The northern portion of Tom Sawyer Island has been off limits to visitors for more than a decade.
Fort Wilderness has stood on the northern point since Tom Sawyer Island opened in 1956. After years of deterioration, the wooden log fort closed to the public in 2003 but continued to serve as a costuming area for "Fantasmic" performers. The original fort has since been torn down and rebuilt, but continues to remain closed to visitors.
Which raises the obvious question: Could this relatively unused space be incorporated into Star Wars Land?
3. Will the Rivers of America get shorter?
With a smaller Tom Sawyer Island, Disney would be forced to shorten the looping Rivers of America.
Shortening the river would require the Mark Twain riverboat and Columbia sailing ship to be rerouted and retracked. With the river drained, Disney might also upgrade the underwater technical elements of "Fantasmic."
Draining the river during California's prolonged drought could prove a public relations nightmare for Disney. The 4- to 8-foot-deep man-made river held 6.16 million gallons of water when it was filled in 1955. Disneyland officials say the river will be partially drained during construction with the water diverted, treated, stored and ultimately reused in the Rivers of America.
4. Will Disneyland connect Critter Country to Star Wars Land?
Critter Country has always presented a circulation problem for Disneyland. The route to nowhere forces visitors to make a U-turn to escape a dead-end cul-de-sac.
Similarly, the Big Thunder Ranch area of the park has long been a no-man's land with little to attract visitors in the way of rides or retail.
Creating a pathway along the back side of the newly-shortened Rivers of America would solve an age-old circulation problem and help ease traffic congestion to and from Star Wars Land when the sure-to-be-popular destination finally opens.
The new connection might require a significant remodeling of the Hungry Bear restaurant, which might not be a waterfront eatery after construction ends.
5. Are there riverboats in outer space?
While the Mark Twain riverboat, Columbia sailing ship and Davy Crockett's Explorer canoes might fit in thematically with Frontierland, Adventureland and Critter Country, they likely won't mesh very well with the storytelling planned for Star Wars Land.
Disney will have to do something to shield the new themed land from the bustling river traffic, which means a portion of the reconfigured waterway might be bounded by a faux rock wall similar to the Ornament Valley buttes in Cars Land. Concept art of Star Wars Land shows a Millennium Falcon docked in front of towering buildings built into sheer cliffs.
6. And what about locomotive trains?
The closure of the Disneyland Railroad will temporarily shutter Walt Disney's passion project and one of his original motivations for creating a theme park.

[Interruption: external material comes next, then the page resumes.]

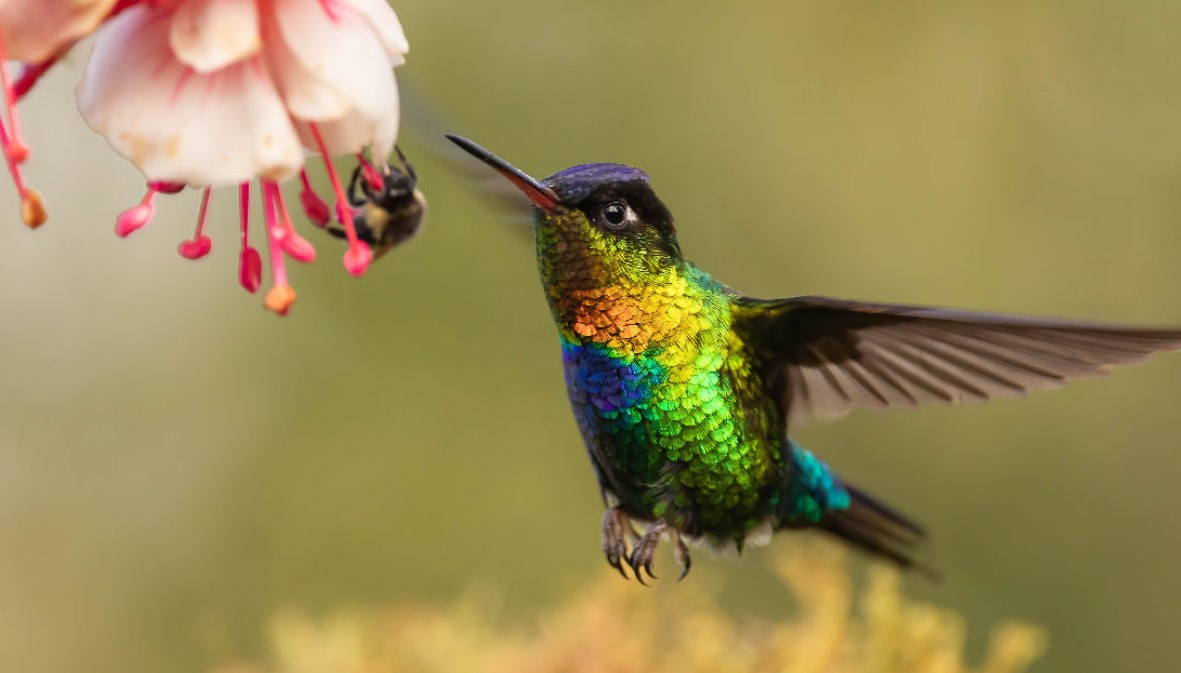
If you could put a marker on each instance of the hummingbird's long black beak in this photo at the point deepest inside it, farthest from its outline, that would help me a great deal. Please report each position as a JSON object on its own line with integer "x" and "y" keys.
{"x": 539, "y": 194}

Much like the river traffic, Disney Imagineers will have to come up with a creative way to shield the locomotive trains that constantly circle the park from intruding "in a galaxy far, far away."

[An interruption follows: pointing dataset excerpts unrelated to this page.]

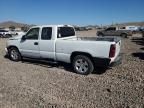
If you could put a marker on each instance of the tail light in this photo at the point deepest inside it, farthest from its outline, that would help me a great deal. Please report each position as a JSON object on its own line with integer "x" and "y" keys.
{"x": 112, "y": 51}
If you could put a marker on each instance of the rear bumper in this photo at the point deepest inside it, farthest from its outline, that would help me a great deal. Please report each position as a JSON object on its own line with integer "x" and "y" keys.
{"x": 101, "y": 62}
{"x": 117, "y": 61}
{"x": 106, "y": 62}
{"x": 6, "y": 51}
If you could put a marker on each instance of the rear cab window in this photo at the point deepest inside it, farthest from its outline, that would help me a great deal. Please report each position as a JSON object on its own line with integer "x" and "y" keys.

One solution would be a diorama tunnel similar to the Grand Canyon and Primeval World tableaus already in place along the circuitous train route.
7. How long will "Fantasmic" be down?
"Fantasmic" draws thousands of visitors nightly to the Rivers of America waterfront for a stage show featuring animated scenes projected on water screens, acrobatic stunts on the Columbia and a fireworks finale with Disney characters aboard the Mark Twain.
Over the past decade, "Fantasmic" has gone down for extended periods as sound, lighting and projector upgrades have been added to the show along with a new animatronic dragon.
How long will construction close the Rivers of America? While no return date has been set for "Fantasmic," Disneyland officials say the hiatus will last more than a year. It will be interesting to see if the show that debuted in 1992 returns in time for its 25th anniversary.
8. What happens to the employees?
Disney announced the upcoming closures now in part to notify its employees of the sweeping changes.
The temporary closures will likely affect hundreds of park employees, performers and support personnel who work on the railroad and nighttime show as well as the riverboat, sailing ship, canoes and rafts that ply the river.
Disneyland officials say the affected employees will be offered other positions in the park during the closures.